Elle est de ces artistes pour lesquel.les je ressens une vive attraction sans pouvoir l’élucider. Je me suis nourrie de son oeuvre patiemment et je me suis toujours étonnée de la justesse et de la résonance de ses mots en moi. Lorsque j’ai appris que son prochain livre serait placé sous le signe de la non-fiction, je me suis demandé : serait-t-il possible que le charme continue d’exercer ou bien est-ce le fantastique qui cimente le pont bâti entre ses lettres et mon imaginaire ?

J’ai eu la réponse dès les premières lignes.

Nous qui n’existons pas trouve son origine dans un post publié le 26 juin 2017 sur le blog de l’autrice. Ce billet, publié et relayé sur les réseaux sociaux se nommait Vivre sans étiquette. Il parlait « d’identité de genre, de rapport à la norme, de certaines différence qui vous compliquent la vie parce qu’elles sont discrètes et mal connues, parce qu’elles ne portent pas de nom familier. Il parlait de la façon dont on les vit au quotidien et de la douleur sourde qui vous habite constamment« .

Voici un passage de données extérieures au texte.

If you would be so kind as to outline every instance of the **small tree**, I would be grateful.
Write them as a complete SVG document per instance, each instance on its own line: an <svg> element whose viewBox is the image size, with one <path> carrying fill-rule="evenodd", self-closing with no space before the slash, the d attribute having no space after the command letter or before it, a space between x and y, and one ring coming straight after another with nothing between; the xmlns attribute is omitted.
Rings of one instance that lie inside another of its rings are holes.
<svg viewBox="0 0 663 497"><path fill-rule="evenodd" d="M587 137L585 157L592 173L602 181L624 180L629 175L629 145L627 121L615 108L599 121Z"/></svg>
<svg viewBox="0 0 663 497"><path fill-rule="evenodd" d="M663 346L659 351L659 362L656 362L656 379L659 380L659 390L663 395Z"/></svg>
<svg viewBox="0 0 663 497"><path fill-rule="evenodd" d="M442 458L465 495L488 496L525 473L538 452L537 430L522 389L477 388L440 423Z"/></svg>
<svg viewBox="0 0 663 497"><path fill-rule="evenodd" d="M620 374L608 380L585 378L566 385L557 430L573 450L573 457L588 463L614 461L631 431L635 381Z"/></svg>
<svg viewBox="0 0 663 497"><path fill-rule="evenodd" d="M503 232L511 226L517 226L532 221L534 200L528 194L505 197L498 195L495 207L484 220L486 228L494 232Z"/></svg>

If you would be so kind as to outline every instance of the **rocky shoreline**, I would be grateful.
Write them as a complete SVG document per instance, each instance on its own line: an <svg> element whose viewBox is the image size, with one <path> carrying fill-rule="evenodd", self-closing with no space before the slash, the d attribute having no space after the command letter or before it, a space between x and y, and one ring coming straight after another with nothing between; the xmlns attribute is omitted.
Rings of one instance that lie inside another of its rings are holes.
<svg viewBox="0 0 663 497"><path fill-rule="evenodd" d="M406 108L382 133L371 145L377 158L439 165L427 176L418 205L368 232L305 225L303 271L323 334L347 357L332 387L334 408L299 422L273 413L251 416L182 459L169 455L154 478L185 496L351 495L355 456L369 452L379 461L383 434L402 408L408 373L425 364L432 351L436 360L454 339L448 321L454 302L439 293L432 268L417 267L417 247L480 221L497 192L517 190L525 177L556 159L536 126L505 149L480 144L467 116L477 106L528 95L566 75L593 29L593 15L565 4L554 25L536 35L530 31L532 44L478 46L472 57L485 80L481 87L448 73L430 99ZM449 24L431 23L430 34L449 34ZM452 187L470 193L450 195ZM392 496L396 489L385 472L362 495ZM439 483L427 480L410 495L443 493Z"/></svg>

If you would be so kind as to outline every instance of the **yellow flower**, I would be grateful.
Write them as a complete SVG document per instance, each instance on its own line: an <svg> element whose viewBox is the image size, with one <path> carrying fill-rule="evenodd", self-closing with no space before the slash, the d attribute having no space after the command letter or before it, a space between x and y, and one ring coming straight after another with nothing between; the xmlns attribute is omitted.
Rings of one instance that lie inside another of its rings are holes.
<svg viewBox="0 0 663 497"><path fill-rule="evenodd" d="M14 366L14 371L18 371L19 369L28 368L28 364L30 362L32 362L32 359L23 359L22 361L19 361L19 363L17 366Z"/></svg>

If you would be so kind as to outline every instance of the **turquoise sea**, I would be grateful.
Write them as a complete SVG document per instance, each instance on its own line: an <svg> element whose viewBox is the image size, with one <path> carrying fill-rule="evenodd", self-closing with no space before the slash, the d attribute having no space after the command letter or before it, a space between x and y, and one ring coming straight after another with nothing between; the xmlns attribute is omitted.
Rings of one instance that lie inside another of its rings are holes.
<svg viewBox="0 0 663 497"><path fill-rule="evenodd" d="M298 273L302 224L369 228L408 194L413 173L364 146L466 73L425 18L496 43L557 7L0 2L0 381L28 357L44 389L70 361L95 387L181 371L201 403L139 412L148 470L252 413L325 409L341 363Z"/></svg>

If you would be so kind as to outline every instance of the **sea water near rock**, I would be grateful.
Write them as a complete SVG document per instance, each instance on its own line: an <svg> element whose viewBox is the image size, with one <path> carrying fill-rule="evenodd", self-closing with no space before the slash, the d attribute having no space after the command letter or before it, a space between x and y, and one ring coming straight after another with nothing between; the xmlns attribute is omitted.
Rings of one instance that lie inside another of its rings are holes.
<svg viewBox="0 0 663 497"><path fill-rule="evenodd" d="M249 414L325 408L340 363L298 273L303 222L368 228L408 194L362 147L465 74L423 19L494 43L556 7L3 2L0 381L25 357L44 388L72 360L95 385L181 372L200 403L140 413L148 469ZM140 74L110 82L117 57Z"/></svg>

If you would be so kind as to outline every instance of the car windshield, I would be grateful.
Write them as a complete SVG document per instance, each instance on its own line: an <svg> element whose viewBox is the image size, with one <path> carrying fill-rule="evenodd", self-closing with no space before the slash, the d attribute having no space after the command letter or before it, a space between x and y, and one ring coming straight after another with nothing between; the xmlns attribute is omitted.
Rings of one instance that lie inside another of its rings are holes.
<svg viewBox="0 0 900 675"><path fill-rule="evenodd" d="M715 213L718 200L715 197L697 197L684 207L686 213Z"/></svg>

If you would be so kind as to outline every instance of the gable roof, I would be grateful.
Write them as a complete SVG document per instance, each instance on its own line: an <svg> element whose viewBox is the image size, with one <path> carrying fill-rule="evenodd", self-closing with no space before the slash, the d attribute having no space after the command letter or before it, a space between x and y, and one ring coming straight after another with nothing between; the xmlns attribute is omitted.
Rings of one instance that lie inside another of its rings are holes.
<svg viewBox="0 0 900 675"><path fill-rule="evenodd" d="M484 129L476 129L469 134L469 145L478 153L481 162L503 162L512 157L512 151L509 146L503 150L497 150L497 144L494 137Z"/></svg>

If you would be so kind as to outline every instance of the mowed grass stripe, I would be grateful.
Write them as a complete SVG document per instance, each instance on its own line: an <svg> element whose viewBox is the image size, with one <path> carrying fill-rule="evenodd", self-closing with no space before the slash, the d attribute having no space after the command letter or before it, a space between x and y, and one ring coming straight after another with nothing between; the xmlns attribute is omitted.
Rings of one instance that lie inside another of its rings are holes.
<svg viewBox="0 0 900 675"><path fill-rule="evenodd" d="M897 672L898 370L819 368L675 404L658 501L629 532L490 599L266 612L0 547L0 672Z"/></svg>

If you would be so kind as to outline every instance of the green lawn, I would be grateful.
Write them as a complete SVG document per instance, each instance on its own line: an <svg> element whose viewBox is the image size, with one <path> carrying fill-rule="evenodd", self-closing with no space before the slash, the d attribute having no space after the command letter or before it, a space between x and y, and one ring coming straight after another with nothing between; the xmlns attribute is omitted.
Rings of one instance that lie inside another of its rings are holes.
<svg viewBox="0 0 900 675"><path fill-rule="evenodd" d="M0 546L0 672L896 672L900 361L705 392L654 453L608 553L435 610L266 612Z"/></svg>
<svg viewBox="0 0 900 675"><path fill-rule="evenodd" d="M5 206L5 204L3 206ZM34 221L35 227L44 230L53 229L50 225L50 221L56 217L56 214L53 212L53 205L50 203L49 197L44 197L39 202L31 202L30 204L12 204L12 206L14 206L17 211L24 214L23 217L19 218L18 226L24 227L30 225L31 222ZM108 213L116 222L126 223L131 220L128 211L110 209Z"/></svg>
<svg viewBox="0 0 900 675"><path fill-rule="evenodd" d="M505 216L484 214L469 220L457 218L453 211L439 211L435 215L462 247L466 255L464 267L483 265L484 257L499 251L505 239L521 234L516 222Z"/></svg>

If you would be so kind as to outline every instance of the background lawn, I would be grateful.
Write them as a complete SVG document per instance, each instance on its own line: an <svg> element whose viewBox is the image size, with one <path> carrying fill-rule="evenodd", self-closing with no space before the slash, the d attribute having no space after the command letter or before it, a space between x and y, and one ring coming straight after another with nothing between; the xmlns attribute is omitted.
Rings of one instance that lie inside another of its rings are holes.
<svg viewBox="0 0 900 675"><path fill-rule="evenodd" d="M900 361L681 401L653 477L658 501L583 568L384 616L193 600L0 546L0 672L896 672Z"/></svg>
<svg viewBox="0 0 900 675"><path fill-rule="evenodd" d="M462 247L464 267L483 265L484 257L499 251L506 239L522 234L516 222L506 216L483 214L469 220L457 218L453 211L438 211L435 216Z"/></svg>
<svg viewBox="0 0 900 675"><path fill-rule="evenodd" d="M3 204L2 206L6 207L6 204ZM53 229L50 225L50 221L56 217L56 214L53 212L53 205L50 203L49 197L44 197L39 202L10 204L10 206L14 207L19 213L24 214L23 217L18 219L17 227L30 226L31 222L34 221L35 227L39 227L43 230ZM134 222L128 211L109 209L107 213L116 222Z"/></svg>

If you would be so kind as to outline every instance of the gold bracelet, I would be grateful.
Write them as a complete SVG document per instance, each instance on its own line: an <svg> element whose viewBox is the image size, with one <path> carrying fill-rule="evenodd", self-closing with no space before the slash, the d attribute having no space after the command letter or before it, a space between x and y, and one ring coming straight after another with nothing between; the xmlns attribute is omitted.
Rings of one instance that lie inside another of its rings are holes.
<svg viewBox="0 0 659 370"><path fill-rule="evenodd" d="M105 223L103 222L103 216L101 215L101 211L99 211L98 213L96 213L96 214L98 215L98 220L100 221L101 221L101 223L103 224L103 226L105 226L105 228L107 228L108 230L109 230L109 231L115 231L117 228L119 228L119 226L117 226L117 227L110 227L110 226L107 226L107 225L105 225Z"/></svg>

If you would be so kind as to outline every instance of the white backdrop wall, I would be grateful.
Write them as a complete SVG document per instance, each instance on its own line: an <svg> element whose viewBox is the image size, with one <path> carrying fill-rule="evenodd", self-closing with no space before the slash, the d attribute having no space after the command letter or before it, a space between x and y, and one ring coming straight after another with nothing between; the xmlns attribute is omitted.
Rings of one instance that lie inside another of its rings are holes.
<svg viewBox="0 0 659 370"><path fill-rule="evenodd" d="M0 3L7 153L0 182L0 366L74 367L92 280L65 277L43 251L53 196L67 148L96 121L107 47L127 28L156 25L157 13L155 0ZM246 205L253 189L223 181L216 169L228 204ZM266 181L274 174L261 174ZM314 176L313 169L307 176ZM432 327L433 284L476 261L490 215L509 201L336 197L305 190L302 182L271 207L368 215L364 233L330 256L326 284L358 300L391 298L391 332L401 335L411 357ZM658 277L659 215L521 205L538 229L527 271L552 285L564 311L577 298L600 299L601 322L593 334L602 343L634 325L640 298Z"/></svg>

Cette différence dont souffre Mélanie Fazi repose sur une non-envie qui dans notre société actuelle où tout mode de vie s’éloignant du schéma type, imposé sinon recommandé, fait tache : l’absence de désir de partager une vie de couple. Ce terme de « non-envie » connote déjà une stigmatisation en injectant dans cette différence du négatif. Habilement, l’autrice soulève un premier problème de définition : quelle est le terme pour qualifier une absence d’envie ?  On peut se satisfaire d’abstinence, de détachement, de désintéressement mais on ne fait qu’entourer de rouge le terme pour mieux mettre en évidence là où notre langage faute.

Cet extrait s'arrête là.